Telecom Italia (TI), the incumbent telecom operator in Italy, has reportedly collaborated with fellow Italian carrier 3 Italia to share access sites for radio mobile network. Under the three-year deal, the two companies will share both existing and future access sites covering no less than 2,000 sites in aggregate. Additionally, each operator will host the radio mobile station of its partner with an aim to enhance network coverage in the country.
Through its subsidiary Telecom Italia Mobile, Telecom Italia is the leading supplier of wireless services in Italy with 34.2 million subscribers. The company also has more than 36.1 million international wireless customers, with a major presence in Latin America (especially Brazil). However, subscriber growth has decelerated in the most recent quarter and the company is gradually losing market share to its rivals, including Vodafone (VOD).
Wireless operators across the globe are increasingly converging on network sharing that offers meaningful operating and cost-saving synergies. Telecom Italia is currently focusing on aggressive cost cutting to offset pressure on its topline, primarily due to lower revenue from its European broadband and domestic mobile business segments. The company is rationalizing and streamlining its organizational infrastructure and networks, a move that is expected to yield approximately €1.2 billion ($1.9 billion) in cost savings though 2010.
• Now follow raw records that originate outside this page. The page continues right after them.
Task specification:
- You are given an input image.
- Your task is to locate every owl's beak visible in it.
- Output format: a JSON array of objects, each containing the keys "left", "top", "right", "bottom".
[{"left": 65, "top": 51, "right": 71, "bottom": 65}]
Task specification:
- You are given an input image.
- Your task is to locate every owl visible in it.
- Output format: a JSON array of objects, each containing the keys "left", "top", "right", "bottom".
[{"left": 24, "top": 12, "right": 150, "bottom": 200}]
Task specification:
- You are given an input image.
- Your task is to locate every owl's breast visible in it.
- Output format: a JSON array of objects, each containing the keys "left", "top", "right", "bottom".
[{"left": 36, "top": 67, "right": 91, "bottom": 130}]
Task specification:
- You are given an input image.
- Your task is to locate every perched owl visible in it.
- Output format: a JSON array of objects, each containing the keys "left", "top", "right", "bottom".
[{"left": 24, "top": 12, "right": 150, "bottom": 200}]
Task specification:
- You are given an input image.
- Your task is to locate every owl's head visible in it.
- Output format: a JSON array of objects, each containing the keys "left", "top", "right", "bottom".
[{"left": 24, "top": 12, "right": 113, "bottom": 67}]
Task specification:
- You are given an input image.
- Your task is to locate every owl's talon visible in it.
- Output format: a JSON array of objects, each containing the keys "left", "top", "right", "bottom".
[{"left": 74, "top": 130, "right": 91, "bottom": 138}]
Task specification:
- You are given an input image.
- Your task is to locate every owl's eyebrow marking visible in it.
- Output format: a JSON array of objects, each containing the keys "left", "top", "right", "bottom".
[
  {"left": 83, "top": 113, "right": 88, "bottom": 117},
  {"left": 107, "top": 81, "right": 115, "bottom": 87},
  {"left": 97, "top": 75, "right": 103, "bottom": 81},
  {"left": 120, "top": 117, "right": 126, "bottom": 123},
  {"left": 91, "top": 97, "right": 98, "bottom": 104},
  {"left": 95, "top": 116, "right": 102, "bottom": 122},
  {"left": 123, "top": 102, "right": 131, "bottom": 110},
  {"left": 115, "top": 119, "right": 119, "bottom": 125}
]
The network sharing deal with 3 Italia will benefit Telecom Italia on several fronts. In addition to improving network efficiency in both urban and rural regions, the agreement will truncate network costs by 30% (especially site leasing expenses) for each operator and reduce time for future network infrastructure developments.
We maintain our Hold recommendation for Telecom Italia as we envision that operating results through 2009 will be restricted by its exposure to a highly saturated domestic market, recessionary conditions, regulatory pressure on wireless business and increased competition across overseas markets.